エボシ御前にクシャナ、ドーラも…大人になるとわかる『スタジオジブリ』作品の「敵役女性たちのカッコ良さ」の画像
『風の谷のナウシカ』© 1984 Hayao Miyazaki/Studio Ghibli, H

 日本のみならず、世界中で愛され続ける『スタジオジブリ』の作品たち。自然との共生や主人公の成長をテーマに描かれているものが多く、主人公が数々の困難を乗り越えながら成長していく姿は、世代を超えて多くの人々の心を魅了する。

 そんなジブリ作品に欠かせないのが、主人公に立ちはだかる敵役たちだ。なかでも、賢く強い女性が敵役として登場することも多く、子どもの頃に見たときは「早く成敗されないかな……」なんて思ったりしていた。

 だが、大人になって見返してみると、敵役の女性にはそれなりの正義があり、彼女たちの存在は作中でもひときわ大きなものであった。今回は『ジブリ』の人気作品に登場する、強くてカッコいい女性キャラを紹介したい。

 

※本記事には各作品の内容を含みます

 

■弱者を救ったリーダー『もののけ姫』エボシ御前

 まずは、1997年に公開された映画『もののけ姫』より、強くて美しい女性の「エボシ御前」を紹介したい。

 エボシは山犬の娘として育った「もののけ姫」こと、サンにとっては、自分の住む山を奪い、愛する家族(山犬たち)を迫害する敵である。

 自然豊かな山々を切り崩し、自分の目的のためにはときに誰かを犠牲にしても構わないという冷徹さもあるエボシ。

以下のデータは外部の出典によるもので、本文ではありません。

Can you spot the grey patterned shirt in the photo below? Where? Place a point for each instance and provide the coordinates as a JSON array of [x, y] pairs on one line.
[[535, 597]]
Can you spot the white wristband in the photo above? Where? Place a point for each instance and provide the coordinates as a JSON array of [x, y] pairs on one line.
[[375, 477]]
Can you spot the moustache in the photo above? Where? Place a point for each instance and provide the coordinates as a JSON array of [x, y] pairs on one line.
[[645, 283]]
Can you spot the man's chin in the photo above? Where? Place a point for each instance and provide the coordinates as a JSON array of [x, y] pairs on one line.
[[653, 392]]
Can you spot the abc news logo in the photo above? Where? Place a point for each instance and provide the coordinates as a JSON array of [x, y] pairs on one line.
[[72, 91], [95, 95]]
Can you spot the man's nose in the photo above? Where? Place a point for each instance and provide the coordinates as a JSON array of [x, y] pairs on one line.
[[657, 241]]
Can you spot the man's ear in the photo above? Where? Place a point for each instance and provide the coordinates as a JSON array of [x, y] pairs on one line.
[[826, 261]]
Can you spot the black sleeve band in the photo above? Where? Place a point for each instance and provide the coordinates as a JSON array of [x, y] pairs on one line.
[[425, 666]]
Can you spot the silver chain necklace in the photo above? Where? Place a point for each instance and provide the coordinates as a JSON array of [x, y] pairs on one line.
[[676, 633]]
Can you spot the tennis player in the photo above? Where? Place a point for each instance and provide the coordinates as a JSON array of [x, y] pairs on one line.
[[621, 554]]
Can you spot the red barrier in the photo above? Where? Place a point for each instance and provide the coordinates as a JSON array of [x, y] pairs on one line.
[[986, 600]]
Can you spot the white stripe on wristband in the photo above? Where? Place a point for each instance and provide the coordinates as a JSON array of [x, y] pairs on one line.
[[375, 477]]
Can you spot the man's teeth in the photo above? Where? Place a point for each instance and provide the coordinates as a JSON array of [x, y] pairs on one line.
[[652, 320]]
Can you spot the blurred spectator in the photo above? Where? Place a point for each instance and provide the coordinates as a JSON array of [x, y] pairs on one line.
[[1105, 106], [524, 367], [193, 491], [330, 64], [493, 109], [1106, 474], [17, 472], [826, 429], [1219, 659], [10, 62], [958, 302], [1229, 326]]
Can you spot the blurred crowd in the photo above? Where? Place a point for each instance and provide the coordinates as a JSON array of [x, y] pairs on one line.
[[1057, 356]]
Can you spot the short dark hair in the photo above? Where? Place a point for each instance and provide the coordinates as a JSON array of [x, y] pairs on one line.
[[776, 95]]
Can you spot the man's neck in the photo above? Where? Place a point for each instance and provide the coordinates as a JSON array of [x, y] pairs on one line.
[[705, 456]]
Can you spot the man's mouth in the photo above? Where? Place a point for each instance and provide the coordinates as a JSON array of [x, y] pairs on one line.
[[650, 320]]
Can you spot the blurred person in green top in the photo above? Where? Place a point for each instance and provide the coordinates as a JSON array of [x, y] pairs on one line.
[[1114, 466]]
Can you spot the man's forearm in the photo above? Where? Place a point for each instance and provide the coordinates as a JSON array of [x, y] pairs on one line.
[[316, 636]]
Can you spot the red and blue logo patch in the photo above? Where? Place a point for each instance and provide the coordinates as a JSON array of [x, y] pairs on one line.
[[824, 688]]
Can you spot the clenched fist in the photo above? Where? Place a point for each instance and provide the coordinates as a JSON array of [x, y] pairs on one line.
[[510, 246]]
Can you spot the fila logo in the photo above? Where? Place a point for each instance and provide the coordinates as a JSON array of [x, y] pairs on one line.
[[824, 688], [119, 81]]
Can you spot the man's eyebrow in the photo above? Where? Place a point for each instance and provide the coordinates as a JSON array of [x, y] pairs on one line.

一見非情に見える人物だが、彼女が造り上げた理想郷である「タタラ場」の人々はみんなエボシを尊敬していた。

 タタラ場は身売りされた女性や病気になった者など行き場のない人たちが集まる、いわば弱者の集落である。そのような村を統べるエボシは分け隔てなく彼らに接し、仕事を与え、人間としての尊厳を与えてきた。

 作中では、長(おさ)と呼ばれる体中を包帯で覆われた老人が、“エボシだけが自分を人として扱ってくれた唯一の存在”と言っていた。彼女がどれほど弱者に対して真摯に優しく接してきたかが分かる言葉だ。

 タタラ場は女性中心に動く社会であり、性別や年齢を問わず誰もが生き生きと生活している。このような理想的な社会を作るには、エボシのような強く決断力のある女性が必要だろう。そして彼女のような存在は、現代社会にこそ求められているのかもしれない。

■映画だけでは分からない『風の谷のナウシカ』クシャナの素顔

 1984年公開の映画『風の谷のナウシカ』にも、主人公・ナウシカの敵として強い女性が登場する。それがクシャナだ。

 クシャナはトルメキア国王であるヴ王の第4皇女だ。ナウシカが住む風の谷を占領し、ペジテ市の地下に眠っていた巨神兵を用いて、腐海や蟲たちを焼き払おうとする。

 クシャナの印象的なシーンといえば、腐りかけた巨神兵の傍らで「焼きはらえ!」と命令し、向かってくる王蟲たちを巨神兵の出す光線で一網打尽にする場面だろう。映画でのクシャナは冷酷で恐ろしい印象がある。

 しかしクシャナの目的は辺境の国々を統合し、人が安心して暮らせるような王道楽土を作ることだった。高圧的な態度ではあるものの、風の谷の人々には「私に従うものにはもはや森の毒や蟲どもに怯えぬ暮らしを約束しよう」と、宣言している。

 また本作は宮崎駿監督の原作漫画が元になっているが、映画で描かれているのは単行本全7巻のうちの2巻半までだ。原作漫画ではクシャナの壮絶な過去や部下を思いやる様子が描かれており、ナウシカとの絡みも多い。

 ときにクシャナは「戦友としての忠告ならきかぬでもない」とナウシカの考えを受け入れたり、野心家の部下・クロトワがケガを負った際には彼を抱え上げて避難するなど、人の意見も聞き、優しい一面を持っていることが分かる。

 部下からの信頼も厚く、カリスマ的なリーダーシップを随時発揮しているクシャナ。頭脳明晰な彼女がもっとうまくナウシカと共闘できていたなら、王蟲の暴走は避けられたのかもしれない。